Likewise, ashram resident and child psychologist Robin Bruner said she's never seen or even heard of anyone getting beaten at the ashram.
"I've worked for the DCF (the Department of Children and Families), and I know what the symbols and signs of abuse are," she said. "There's nothing like that here. This is a wonderful, sort of old-fashioned environment for kids, particularly teen-agers."
But in 1996, a prospective ashram member named Colin Dougherty said teen-ager Kwang Mae convinced him to leave. "She said, 'You have no idea what (Bhagavati)'s really like,'" he recalled. "She said, 'She pulls my hair, she punches me, she knocks me down, she screams at me,' and I'm thinking, what's going on here? Why doesn't anyone say or do anything?"
Now working as a chef in California, Dougherty said he didn't contact authorities until roughly a year after leaving the ashram. "It kept eating away at me," he said. "I wish I'd done it sooner." He said he anticipated Kwang Mae would deny the report now on file with Florida Protective Services. "What do you expect? People are watching her."
Raised on the ashram since birth, 19-year-old Kwang Mae said Dougherty's account is untrue.
"This makes me really angry. Imagine hearing something like this about your mother," Kwang Mae said in an interview with Florida Today supervised by two Kashi officials. "I consider Ma my mother. I have my whole life right now because of her."

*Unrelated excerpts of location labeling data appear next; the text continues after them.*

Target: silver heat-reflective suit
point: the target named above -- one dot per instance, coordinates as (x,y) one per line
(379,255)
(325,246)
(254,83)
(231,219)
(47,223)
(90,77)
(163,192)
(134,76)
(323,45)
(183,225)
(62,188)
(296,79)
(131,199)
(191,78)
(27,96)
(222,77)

"It was an insular environment, and I didn't want to leave," reflects Rousseau, who said he saw adults get physically punished, but never kids. "I realize now, looking back, just how clever Joyce (Bhagavati's name by birth) really was, how well she manipulated us.
"When my parents took me back to Canada, I wanted to go back toKashi. In fact, I ran away twice. They told me all I had to do was accuse my parents of rape, destroy the house, and generally go wild, and they'd send me back to the Ashram.
"Would I have lied for Kashi?" said Rousseau, a computer engineer now living in California's Silicon Valley. "Sure. I did lie for them. They were my family."
Kashi's Sita Ganga said the Ashram critics are being coordinated by Richard Rosenkranz. She said her public-relations predecessor, in addition to trying to protect an inheritance, has a score to settle after being fired in 2000. Rosenkranz, she said, violated policy by launching personal attacks on another interfaith leader. "We asked him to stop, but he wouldn't do it."
Rosenkranz, who received a national award last year from the Points of Light Foundation for his volunteer work supporting religious freedom for Tibet, admits to writing letters in 2000 critical of the United Nations' Millennium Peace Summit of Spiritual Leaders' organizer for failing to invite the Dalai Lama.
He said he resigned after learning about his son's beating. He adds that his late mother, Zelda, left behind a $1.5 million estate when she died in 1997, but that she invested $1 million of that into a trust fund for Chun that can't be accessed until the teen-ager turns 40. "She was concerned that he would give it all to Ma," he said.
"Whatever money Gina gets is going to wind up in Ma's pockets," said Rosenkranz, who adds he's spent $200,000 in legal fees to pursue the divorce. "God forbid she should actually have to get a real job."
An annulment trial is set for March. If the annulment is denied, a divorce trial will likely follow.
Gina Rosenkranz said even an ascetic lifestyle requires financial support. But her faith, which has included a celibate marriage for most of the last 19 years, has never wavered.
"The teaching is that, in order to keep things at a pure level, you're celibate unless you want to have a child. You're married to your God, and so is your husband," said Gina Rosenkranz, whose ashram name is Krishnabai. "Obviously, it's not for everybody.